2023-08-14 Thread Bob Bridges
I had an abbreviated contract at State Farm in [checks his records] the spring 
of 2006; they hired me as a RACF analyst, so I was all TSO there.  No idea 
about other platforms.  I just remember boggling at them having more than a 
hundred LPARs and I forget how many hard-drive units.

---
Bob Bridges, robhbrid...@gmail.com, cell 336 382-7313

/* In order to write for "The A-Team", you'd have to be a much better writer 
than most of those who write the evening news at networks and local stations — 
forget about shows like "Hill Street Blues" or "The Muppet Show", where writing 
REALLY counts.  -Linda Ellerbee in _And So It Goes_ */

-Original Message-
From: IBM Mainframe Discussion List  On Behalf Of 
Grant Taylor
Sent: Monday, August 14, 2023 13:45

State Farm is one of the biggest install bases that I'm aware of.  But I 
question how many (emulated) terminals were actually connected to the mainframe.

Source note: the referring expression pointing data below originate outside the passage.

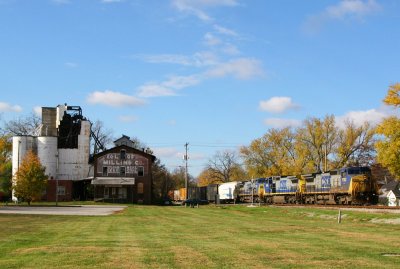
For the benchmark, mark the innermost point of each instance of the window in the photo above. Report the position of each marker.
(122, 171)
(122, 193)
(140, 188)
(61, 190)
(106, 192)
(105, 171)
(140, 171)
(122, 155)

I know that in the late '80s / early '90s State Farm had dumb terminals on many 
people's desks.  But there were also a lot of PCs running terminal emulation.

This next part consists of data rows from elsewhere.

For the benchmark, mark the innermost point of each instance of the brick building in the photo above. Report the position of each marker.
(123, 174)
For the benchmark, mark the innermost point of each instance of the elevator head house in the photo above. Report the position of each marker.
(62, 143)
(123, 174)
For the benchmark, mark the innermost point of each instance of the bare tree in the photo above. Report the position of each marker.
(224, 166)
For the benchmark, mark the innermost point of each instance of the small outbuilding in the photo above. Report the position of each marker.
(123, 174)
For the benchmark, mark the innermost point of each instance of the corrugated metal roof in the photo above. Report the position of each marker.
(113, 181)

What I don't know is how many of those terminals were logged into the mainframe 
vs an AS/400.

I have a family member who was my visibility into the State Farm Regional 
Offices in the '80s and '90s before becoming an agent in the late '90s / early 
'00s.

I know for a fact that in their office as an agent that their dumb terminals 
and terminal emulators were connected to the in office AS/400 and that they 
could do much of, if not all of, the day to day things on the AS/400 even if 
the WAN connection to the mainframe in the R.O. was disconnected.  They would 
run into problems if the link to the R.O. was down overnight as part of batched 
operations.  But day to day things worked perfectly fine disconnected from the 
R.O.

I would consider these users to be logged into the local AS/400 and /not/ 
logged into the mainframe.

Similarly, it's my understanding that State Farm has rows of AS/400s in the 
R.O. that were used to front end the terminals in the R.O.